BRIEF DESCRIPTION OF THE DRAWINGS
[0011] The present disclosure will become more fully understood
from the detailed description and the accompanying drawings,
wherein:
[0012] FIG. 1 is a diagram of an example computing system including
an example computing device and an example server computing device
according to some implementations of the present disclosure;
[0013] FIG. 2 is a functional block diagram of the example
computing device of FIG. 1;
[0014] FIGS. 3A and 3B are illustrations of a communication session
between two users utilizing an example computing device according
to some implementations of the present disclosure;
[0015] FIG. 4 is another illustration of a communication session
between users utilizing an example computing device according to
some implementations of the present disclosure;
[0016] FIG. 5 is an illustration of an example computing device
outputting an audio representation of a machine translation of a
speech input according to some implementations of the present
disclosure; and
[0017] FIG. 6 is a flow diagram of an example method for
translating speech according to some implementations of the present
disclosure.
DETAILED DESCRIPTION
[0018] As briefly mentioned above, typical translation devices may
require a user to provide information in addition to the input to
be translated, e.g., an identification of the source and target
languages for each input.
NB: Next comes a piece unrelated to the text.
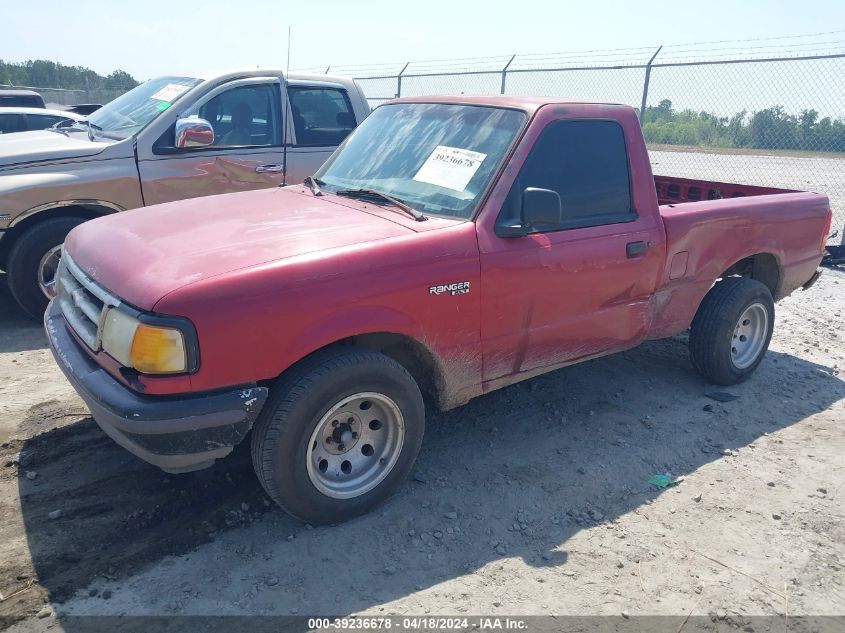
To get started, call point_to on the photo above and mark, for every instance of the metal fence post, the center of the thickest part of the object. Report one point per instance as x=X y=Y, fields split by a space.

The users of such translation devices may
then be encumbered by interacting with the translation device more
often than the other user(s) with which they are communicating.
Even if the translation device is not at the center of the
interaction between users, the translation device may nonetheless
occupy a prominent role during the communication session. Such a
prominent role for the translation device tends to make the
communication between users delayed, awkward, or otherwise
unnatural as compared to typical user communication.
[0019] Furthermore, the provision of such additional inputs in
order for typical translation devices to operate properly may
provide technical disadvantages for the translation device. For
example only, such translation devices may be required to include
additional user interfaces (such as, additional buttons or
additional displayed graphical user interfaces) in order to receive
the additional input. Furthermore, the additional input must be
processed, thereby requiring additional computing resources, such
as battery power and/or processor instruction cycles. Even in the
event that the translation device can determine a source language
from the input directly, such as with a detect language option for
textual input, the translation device must first utilize battery
power, processing power, etc. to detect the source language of the
input before then moving to the translation operation.
[0020] It would be desirable to provide a translation device in
which the source and target languages can be determined for an
input in a more intuitive and less computationally expensive
manner.
[0021] Accordingly, the present disclosure is directed to a
computing device (and associated computer-implemented method) that
receives an audio signal representing speech of a user and outputs
an audio representation of a machine translation of the speech. In
contrast to typical translation devices, a positional relationship
between the user that provided the speech input and the computing
device is determined and utilized to determine the source language
of the speech input. For example only, if the computing device is
relatively small (e.g., a mobile phone or other handheld device),
two users utilizing the computing device may pass the computing
device to, or orient the computing device towards, the user that is
speaking. In this manner, the computing device may utilize the
change in position or orientation, e.g., detected by an inertial
measurement unit of the computing device, to assist in determining
the source language of the speech input.
[0022] In alternative or additional examples, a beamforming
microphone array may be utilized to detect/determine a direction
from the computing device to the user that provided the speech
input. The computing device may associate each user and her/his
preferred language with a different direction. By comparing the
determined direction to the directions associated with the users,
the computing device can select the source language of the speech
input. Other techniques for determining the positional relationship
between the user that provided the speech input and the computing
device are within the scope of the present disclosure.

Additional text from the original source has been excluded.